Social Media, like most industries of today, is experiencing an increasing pressure for metrics and deliverables upon project completion. It is interesting to meet up and chat about how others do it. Measurement Camp is a public project that is open for anybody and which bring together quite a diverse group of people to discuss how to measure social media activities.

It seems that wanting to measure media is related to how people like to use familiar and perhaps ‘safe’ business terms such as transactions, revenue and customers when taking about returns on investment. And it’s up to the ‘social media guy’ to be creative around how to meet these requirements.

But why is it that no one seems to know how to measure ROI for social media? Could it be that ROI is a business metric inapplicable in this instance?

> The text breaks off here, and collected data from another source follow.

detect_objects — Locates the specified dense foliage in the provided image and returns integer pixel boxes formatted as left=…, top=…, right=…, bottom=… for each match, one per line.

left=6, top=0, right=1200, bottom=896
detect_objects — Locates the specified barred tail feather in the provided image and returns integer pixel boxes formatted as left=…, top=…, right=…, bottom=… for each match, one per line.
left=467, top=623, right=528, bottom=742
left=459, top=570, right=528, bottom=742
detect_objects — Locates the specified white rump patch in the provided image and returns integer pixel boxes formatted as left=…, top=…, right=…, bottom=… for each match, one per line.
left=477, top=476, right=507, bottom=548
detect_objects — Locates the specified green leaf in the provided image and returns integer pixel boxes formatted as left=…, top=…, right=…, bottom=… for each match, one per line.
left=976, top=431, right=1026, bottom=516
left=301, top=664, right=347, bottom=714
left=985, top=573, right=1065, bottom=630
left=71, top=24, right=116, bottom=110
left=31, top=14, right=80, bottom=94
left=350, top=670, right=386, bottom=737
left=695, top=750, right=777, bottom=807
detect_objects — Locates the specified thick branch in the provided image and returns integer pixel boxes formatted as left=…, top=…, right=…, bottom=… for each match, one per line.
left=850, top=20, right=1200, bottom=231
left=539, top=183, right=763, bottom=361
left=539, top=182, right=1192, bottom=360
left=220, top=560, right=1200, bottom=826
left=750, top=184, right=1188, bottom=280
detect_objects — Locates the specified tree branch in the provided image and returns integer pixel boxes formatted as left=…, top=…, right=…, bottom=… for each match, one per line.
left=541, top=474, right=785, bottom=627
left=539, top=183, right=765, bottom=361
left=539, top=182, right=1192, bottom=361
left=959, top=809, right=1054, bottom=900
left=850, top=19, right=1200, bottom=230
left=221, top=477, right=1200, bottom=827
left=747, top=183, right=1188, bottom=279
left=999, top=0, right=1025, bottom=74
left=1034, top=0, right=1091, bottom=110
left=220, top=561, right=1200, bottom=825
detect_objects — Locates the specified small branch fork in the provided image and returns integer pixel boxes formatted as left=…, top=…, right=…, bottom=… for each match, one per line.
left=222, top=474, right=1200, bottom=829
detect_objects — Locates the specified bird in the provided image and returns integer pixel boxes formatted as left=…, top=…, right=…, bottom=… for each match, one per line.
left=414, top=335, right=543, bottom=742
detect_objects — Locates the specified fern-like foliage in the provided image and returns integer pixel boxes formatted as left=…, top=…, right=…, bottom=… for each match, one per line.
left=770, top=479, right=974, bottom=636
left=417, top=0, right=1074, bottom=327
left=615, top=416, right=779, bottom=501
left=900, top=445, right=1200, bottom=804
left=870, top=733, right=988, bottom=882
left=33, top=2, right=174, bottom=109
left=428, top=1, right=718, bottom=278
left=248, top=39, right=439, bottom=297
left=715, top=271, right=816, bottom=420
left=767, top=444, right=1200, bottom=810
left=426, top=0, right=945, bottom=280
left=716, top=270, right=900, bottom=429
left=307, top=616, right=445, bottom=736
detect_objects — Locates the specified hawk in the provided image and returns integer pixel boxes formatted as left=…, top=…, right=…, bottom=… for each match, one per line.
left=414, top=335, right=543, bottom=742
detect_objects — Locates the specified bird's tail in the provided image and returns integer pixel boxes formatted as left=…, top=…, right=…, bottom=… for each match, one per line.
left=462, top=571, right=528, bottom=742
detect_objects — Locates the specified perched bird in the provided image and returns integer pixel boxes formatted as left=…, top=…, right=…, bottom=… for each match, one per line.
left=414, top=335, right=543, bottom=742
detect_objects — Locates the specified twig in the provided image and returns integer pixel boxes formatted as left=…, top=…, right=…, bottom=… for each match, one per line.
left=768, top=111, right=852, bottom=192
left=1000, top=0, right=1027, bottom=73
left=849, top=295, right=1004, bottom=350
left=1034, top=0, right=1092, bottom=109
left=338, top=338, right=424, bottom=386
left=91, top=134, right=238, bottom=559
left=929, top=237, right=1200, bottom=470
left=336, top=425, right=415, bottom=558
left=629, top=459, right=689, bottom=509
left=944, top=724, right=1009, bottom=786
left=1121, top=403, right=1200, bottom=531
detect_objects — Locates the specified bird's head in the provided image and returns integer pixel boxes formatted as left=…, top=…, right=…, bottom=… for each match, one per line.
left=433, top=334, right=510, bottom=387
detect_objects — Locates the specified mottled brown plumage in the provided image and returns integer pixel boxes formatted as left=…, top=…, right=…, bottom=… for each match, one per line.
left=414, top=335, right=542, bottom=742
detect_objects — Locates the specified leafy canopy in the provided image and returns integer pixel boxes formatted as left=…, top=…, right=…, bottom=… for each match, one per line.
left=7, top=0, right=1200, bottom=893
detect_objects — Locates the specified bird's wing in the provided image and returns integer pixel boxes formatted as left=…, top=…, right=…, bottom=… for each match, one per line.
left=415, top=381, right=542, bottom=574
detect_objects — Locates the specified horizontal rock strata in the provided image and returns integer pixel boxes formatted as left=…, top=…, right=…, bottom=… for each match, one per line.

One of the many suggestions that came up during the last camp involved going back to basics, and therefore monitoring the baseline before and after social media activities. This has proven to work in a few cases where ROI has increased as brand image and customer communications has improved. However, on big projects social media might not have any threshold weight and so it is very unlikely to be measured against the baseline… Also, how do we apply this when the social media activity is no longer new to the business, but rather built in? I’m afraid, this evening Measurement Camp didn’t manage to measure a lot…

Two final notes: Firstly, although this may sound obvious, organisations should really get better at saving buzz and sending over a copy to the RnD department. Talk about valuable leftovers! And secondly, a little bird tweeted in my ear and said that ‘if it easy to measure it is useless’. The debate about how to best measure social media is not over yet!